Pero estos ejemplos, si bien valiosos, no alcanzan a contrarrestar la distracción programada. La mayoría de estas experiencias sobreviven más por militancia que por sustentabilidad. Y muchas veces, al insertarse en la misma lógica de las redes, terminan forzadas a adoptar códigos virales, simplificaciones o grietas temáticas para poder existir.
El espejismo de la “pluralidad”
Otro síntoma de esta metamorfosis incompleta es la ilusión de pluralidad: el hecho de que hoy existan millones de voces en circulación no significa que exista verdadero debate o diversidad de opiniones. Por el contrario, la fragmentación ha llevado a la creación de cámaras de eco, donde cada tribu se autoafirma y se vuelve impermeable a cualquier mirada externa.
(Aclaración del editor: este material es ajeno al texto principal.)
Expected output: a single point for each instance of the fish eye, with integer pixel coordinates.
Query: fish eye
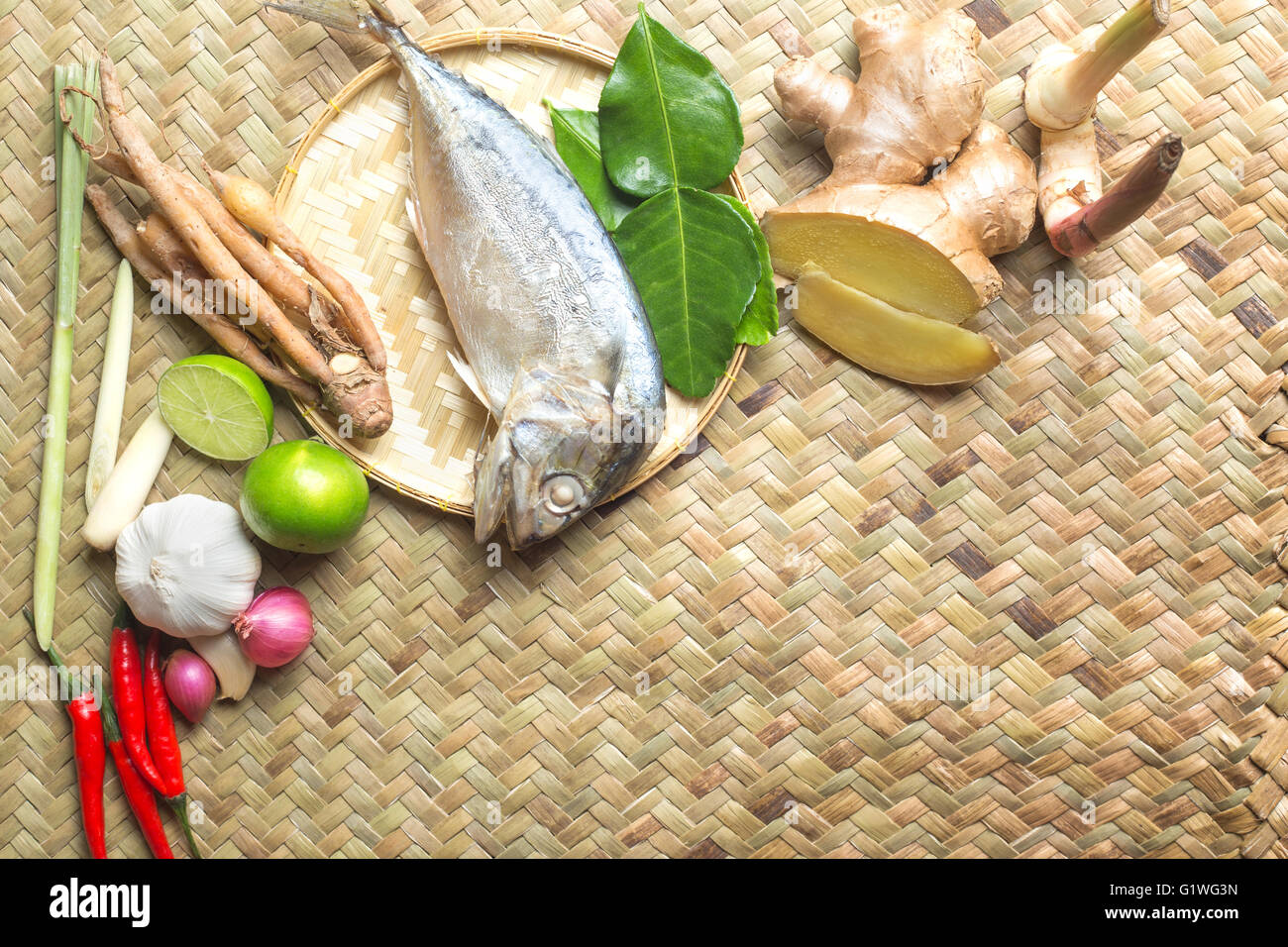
(562, 493)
Los algoritmos hacen lo suyo, reparten alimento ideológico a cada bando, y refuerzan la sensación de estar “informado”, cuando en realidad estamos entrenados para consumir “nuestra verdad”.
Tal vez uno de los síntomas más sutiles (y peligrosos) de esta transformación es la deriva moralizante del periodismo. En vez de investigar hechos, el periodismo zombie muchas veces se limita a condenar conductas, a marcar el bien y el mal según los valores de su público o limitarse a hechos meramente policiales y polémicos. El resultado es un periodismo performático, indignado, tribunero y chicanero. Ya no hay espacio para la complejidad. No hay dudas. No hay matices. Las preguntas ya no son importantes. Incomodar ya no es sinónimo de transformación social.
Periodismo, Q.E.P.D.
El periodismo se ha vuelto un zombi digital que deambula entre titulares virales, debates vacíos y fragmentos de indignación.
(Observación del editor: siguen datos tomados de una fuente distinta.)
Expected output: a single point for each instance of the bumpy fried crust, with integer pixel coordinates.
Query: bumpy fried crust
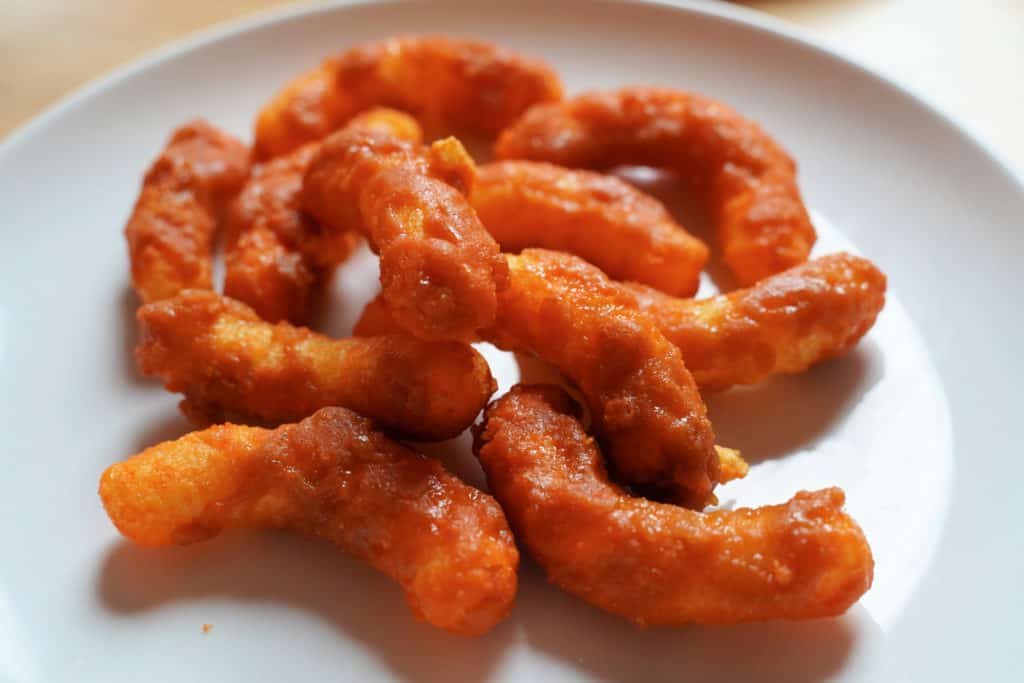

Lo que murió, entonces, no es sólo una forma de ejercer una profesión. Lo que murió la idea de que el acceso a la verdad es un derecho colectivo y no un bien transable. Murió el periodismo como servicio público, como instrumento de control social y como puente entre la ciudadanía y la realidad. Lo reemplazó una caricatura: el notero viral, el opinólogo de turno, el influencer comprometido con su propia marca personal.
¿Hay mutaciones? Sí. ¿Hay resistencia? Sin dudas. Pero son excepciones heroicas en un sistema que recompensa lo simple, lo espectacular, lo tribal. Las nuevas voces informativas muchas veces terminan atrapadas en la misma lógica de polarización y urgencia que prometían superar. La batalla cultural se tragó al periodismo y lo regurgitó como meme.
Tal vez no sea el final definitivo. Tal vez, en algún rincón periférico y contradictorio, florezca una nueva forma de hacer periodismo: menos solemne, más participativo y más incómodo. Pero para que eso ocurra, tal vez haya que aceptar primero que el periodismo que conocimos ya no existe.
Y si algún día vuelve, que no lo haga para contarnos lo que pasó, sino para ayudarnos a entender qué carajo nos pasó a nosotros.